Finland to give people $587 a month in test of universal basic income
Woman holding money (Shutterstock)

In a move that might make right-wing media and many US lawmakers apoplectic, Finland has launched a guaranteed universal income pilot program. The state will give out €560 ($587) a month to 2,000 residents, regardless of their job status or wealth, reports CNN. The money won't be taxed, and the only caveat is that recipients had to have been receiving an income subsidy from the state.


Giving people money regardless of whether or not they're working seems to defy common sense about personal responsibility and how to boost productivity. But supporters of UBI have argued that it just makes sense as public policy, for several reasons. First, in the long run, it might be simpler and cheaper for the state to give people money than to oversee a complicated welfare bureaucracy. And it looks as if technological advances might level industries that may have seemed impervious to automation, such as truck driving: driverless vehicles will soon be out of the experimental stage, journalist Gwynne Dyer has noted. There's controversy among economists over whether "robotization" will lead to a massive net loss in jobs. But many progressive economists point out that regardless of whether one views joblessness as the result of robots taking over or not, a UBI might nevertheless lessen the pain and social costs of mass unemployment.

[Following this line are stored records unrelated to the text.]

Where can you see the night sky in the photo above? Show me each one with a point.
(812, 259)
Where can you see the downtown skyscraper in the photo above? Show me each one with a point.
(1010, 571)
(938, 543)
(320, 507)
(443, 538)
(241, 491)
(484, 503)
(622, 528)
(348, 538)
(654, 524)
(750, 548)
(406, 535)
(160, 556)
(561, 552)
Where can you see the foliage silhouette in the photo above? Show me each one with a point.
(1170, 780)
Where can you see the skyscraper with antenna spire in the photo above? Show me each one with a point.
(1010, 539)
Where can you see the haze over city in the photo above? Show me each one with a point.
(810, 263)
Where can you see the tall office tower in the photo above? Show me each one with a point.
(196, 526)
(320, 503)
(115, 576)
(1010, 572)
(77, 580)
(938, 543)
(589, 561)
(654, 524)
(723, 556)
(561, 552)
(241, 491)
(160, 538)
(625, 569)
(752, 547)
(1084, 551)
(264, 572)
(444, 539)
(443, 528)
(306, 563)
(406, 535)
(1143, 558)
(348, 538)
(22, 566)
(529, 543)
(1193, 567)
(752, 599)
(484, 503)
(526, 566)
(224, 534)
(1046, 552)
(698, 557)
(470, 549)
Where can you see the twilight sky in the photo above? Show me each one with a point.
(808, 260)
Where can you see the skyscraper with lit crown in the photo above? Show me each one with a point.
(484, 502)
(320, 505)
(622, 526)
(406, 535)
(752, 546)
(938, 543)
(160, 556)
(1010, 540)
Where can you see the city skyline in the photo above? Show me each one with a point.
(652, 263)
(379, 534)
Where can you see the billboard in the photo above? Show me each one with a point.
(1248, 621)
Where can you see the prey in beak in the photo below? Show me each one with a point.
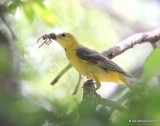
(47, 38)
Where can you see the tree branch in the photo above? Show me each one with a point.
(150, 36)
(89, 94)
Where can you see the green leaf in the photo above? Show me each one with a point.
(152, 65)
(28, 11)
(45, 14)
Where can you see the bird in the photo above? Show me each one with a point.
(88, 62)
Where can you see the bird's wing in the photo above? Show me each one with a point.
(98, 59)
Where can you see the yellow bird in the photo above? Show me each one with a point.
(90, 63)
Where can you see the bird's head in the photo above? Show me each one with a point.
(66, 40)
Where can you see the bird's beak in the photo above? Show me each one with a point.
(53, 36)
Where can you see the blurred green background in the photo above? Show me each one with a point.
(26, 96)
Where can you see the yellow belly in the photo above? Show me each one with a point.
(91, 70)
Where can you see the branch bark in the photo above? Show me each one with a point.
(139, 38)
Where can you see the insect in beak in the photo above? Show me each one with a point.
(47, 39)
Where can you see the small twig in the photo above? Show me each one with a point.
(151, 36)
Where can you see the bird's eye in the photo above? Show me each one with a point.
(63, 35)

Plus, as CNN points out, the policy might actually motivate people to look for jobs.

"The change could also encourage more jobless people to look for work, because they won't have to worry about losing unemployment benefits. Some unemployed workers currently avoid part time jobs because even a small income boost could result in their unemployment benefits being canceled," writes CNN.

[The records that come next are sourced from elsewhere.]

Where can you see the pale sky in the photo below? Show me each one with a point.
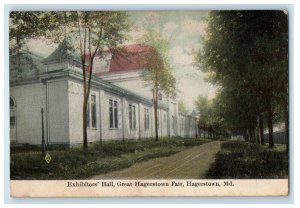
(184, 30)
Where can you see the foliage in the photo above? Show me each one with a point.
(92, 32)
(74, 163)
(240, 160)
(246, 53)
(181, 106)
(158, 73)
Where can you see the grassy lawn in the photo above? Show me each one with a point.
(74, 163)
(241, 160)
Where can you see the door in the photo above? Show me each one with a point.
(13, 121)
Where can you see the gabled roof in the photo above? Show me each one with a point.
(63, 52)
(130, 57)
(25, 59)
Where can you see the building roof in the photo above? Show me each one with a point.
(130, 57)
(63, 52)
(26, 61)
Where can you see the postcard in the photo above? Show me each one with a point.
(149, 103)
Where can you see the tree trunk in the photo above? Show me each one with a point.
(84, 126)
(270, 126)
(287, 127)
(155, 96)
(261, 129)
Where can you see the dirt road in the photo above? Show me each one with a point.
(190, 163)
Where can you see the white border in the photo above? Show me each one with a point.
(215, 200)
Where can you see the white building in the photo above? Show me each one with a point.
(120, 104)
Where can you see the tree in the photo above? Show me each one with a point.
(24, 26)
(158, 72)
(246, 52)
(181, 106)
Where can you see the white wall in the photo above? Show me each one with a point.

"Incidental earnings do not reduce the basic income, so working and ... self-employment are worthwhile no matter what," Marjukka Turunen Finland's social insurance agency told CNN.

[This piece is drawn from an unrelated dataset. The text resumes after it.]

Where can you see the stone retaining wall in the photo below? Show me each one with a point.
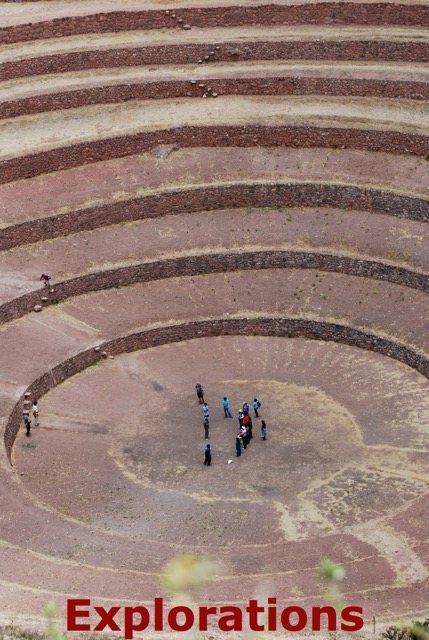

In the past few decades, many US Democrats and Republicans have worked tirelessly to scale back welfare and food stamp programs, a crusade steeped in double standards: as just one of many examples, food stamps recipients are often denigrated as irresponsible freeloaders, while government subsidies to farmers go largely unquestioned.

And even though a majority of US lawmakers would be loathe to push for a universal basic income here, CNN points out that it already exists in Alaska. The state's residents sometimes get as much as $2,000 annually from the government in oil dividends.

A few US lawmakers have been sympathetic to guaranteed income. In a Reddit AMA thread during his campaign, Vermont Senator Bernie Sanders had a positive assessment of UBI.

"It does seem to be one of those rare ideas drawing support from both conservatives and liberals alike, and being that we stand to lose half of our jobs to automation within 20 years, it seems like an inevitable choice between technological unemployment causing great suffering or great liberation," Sanders wrote.